As soft musical reboots go, Future Rhythm is a successful one. Shock reimagined Digital Underground’s signature sound, moving the group in a new direction, while still retaining the sense of imagination that had defined them from the beginning.
Like many other Digital Underground projects, Future Rhythm was built around a unifying theme. In this case, many of the songs are made to represent different full-immersive combat video games. The album’s liner notes promise “Real Time Synchronized Movement Tracking” and describe the use of “New & Improved 8 Trillion Light Molecule per Milli-Inch Hologram Laser Technology.” Users are invited to play bizarre games like “High Risk Anti-Protection Combat Orgy” and “Walk the Dog Real Kool.”
Despite all the sexually charged language and images of scantily clad women (and men) in the liner notes, Shock G maintains Future Rhythm is a largely asexual album. “[B]y then my wife and I were having problems,” he told Vibe, and that effected the album’s lyrical content. But what the album lacks in sexual innuendo, it makes up for in creative content and composition.
Shock G approached production differently on Future Rhythm, stepping up his use of live instrumentation. This isn’t a new development, as Digital Underground had made use of live instrumentation since its earliest days, especially through Shock’s “Piano Man” alter ego. However, part of the group’s signature had been their widespread use of samples. Particularly from the music of Parliament-Funkadelic and other psychedelic funk sources.

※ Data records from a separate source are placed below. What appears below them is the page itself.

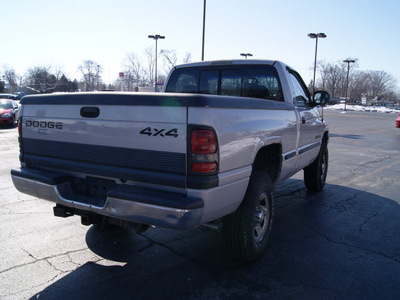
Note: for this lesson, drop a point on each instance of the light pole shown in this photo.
(316, 36)
(204, 30)
(348, 61)
(246, 54)
(156, 37)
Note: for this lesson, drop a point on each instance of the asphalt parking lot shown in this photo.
(342, 243)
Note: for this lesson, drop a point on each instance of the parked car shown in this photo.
(9, 112)
(10, 96)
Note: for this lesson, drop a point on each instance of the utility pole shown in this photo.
(348, 61)
(156, 37)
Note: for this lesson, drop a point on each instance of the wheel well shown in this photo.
(269, 160)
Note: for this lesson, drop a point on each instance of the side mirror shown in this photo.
(321, 98)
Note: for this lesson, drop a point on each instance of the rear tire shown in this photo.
(315, 174)
(247, 230)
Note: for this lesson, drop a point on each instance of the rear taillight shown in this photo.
(203, 142)
(21, 157)
(20, 127)
(204, 152)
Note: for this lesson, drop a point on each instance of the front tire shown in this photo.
(247, 230)
(315, 174)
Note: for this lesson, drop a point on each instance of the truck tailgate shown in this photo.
(115, 135)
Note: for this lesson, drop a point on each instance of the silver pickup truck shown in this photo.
(211, 147)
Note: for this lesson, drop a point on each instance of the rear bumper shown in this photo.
(125, 202)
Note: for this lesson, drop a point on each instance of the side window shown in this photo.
(209, 82)
(252, 81)
(231, 83)
(183, 81)
(300, 97)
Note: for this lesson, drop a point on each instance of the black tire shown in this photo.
(247, 230)
(315, 174)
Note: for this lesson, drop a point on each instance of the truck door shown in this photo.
(310, 123)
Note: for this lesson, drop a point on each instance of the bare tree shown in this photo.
(41, 79)
(91, 74)
(380, 82)
(134, 71)
(12, 79)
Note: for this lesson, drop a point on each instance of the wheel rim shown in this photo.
(261, 218)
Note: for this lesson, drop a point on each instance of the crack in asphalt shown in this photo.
(356, 247)
(366, 221)
(44, 259)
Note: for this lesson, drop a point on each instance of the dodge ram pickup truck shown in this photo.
(209, 148)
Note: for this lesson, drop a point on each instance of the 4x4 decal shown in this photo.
(159, 132)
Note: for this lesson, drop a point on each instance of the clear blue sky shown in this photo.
(65, 33)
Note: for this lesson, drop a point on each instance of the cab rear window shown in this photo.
(244, 81)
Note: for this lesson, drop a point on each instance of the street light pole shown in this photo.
(348, 61)
(316, 36)
(246, 54)
(156, 37)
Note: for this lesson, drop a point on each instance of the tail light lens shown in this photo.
(204, 151)
(203, 142)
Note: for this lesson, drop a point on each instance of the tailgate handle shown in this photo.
(90, 112)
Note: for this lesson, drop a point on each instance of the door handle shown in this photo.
(90, 112)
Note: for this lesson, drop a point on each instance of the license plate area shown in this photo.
(89, 190)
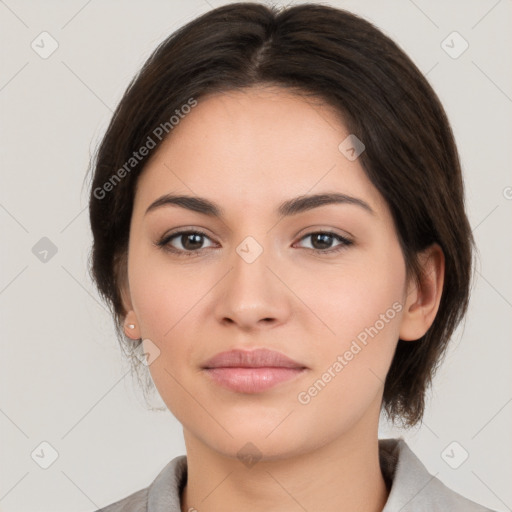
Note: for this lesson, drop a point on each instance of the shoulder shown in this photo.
(413, 488)
(162, 495)
(136, 502)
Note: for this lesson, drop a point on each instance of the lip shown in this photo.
(252, 371)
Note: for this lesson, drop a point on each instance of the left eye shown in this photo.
(321, 241)
(191, 242)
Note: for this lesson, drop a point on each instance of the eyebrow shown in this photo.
(287, 208)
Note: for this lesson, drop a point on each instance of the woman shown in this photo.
(279, 227)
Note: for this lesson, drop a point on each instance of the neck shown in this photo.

Things are also “cleaner” on Future Rhythm. The beats on D.U.’s Body-Hat Syndrome were often dense and messy, with Shock heaping samples and vocals into a thick musical stew. With this project, the musical compositions generally aren’t as difficult to digest. The album extensively displays Shock G’s talent on the keyboard and his ability to devise innovative musical arrangements. As a vehicle for this type of experimentation, Shock not only utilizes the Piano Man, but also Shakeem “Krazy Horse” Bocaj, a separate personality. In the years to come, Shock would often use the Bocaj moniker for his production work.
And even if there was less sampled Parliament-Funkadelic material than usual, Future Rhythm still felt like an album inspired by Clinton’s world view. A song like “Hokis Pokis (Classic Case)” would fit in on 1970s/80s P-Funk album with little or no modification. Both Shock G and Humpty Hump contribute deranged lyrics and ad-libs to the demented keyboard and piano grooves. In terms of lyrical content, there’s a lot of Humpty describing fictional mental disorders, Shock G chants, and the rest of the crew quacking like ducks.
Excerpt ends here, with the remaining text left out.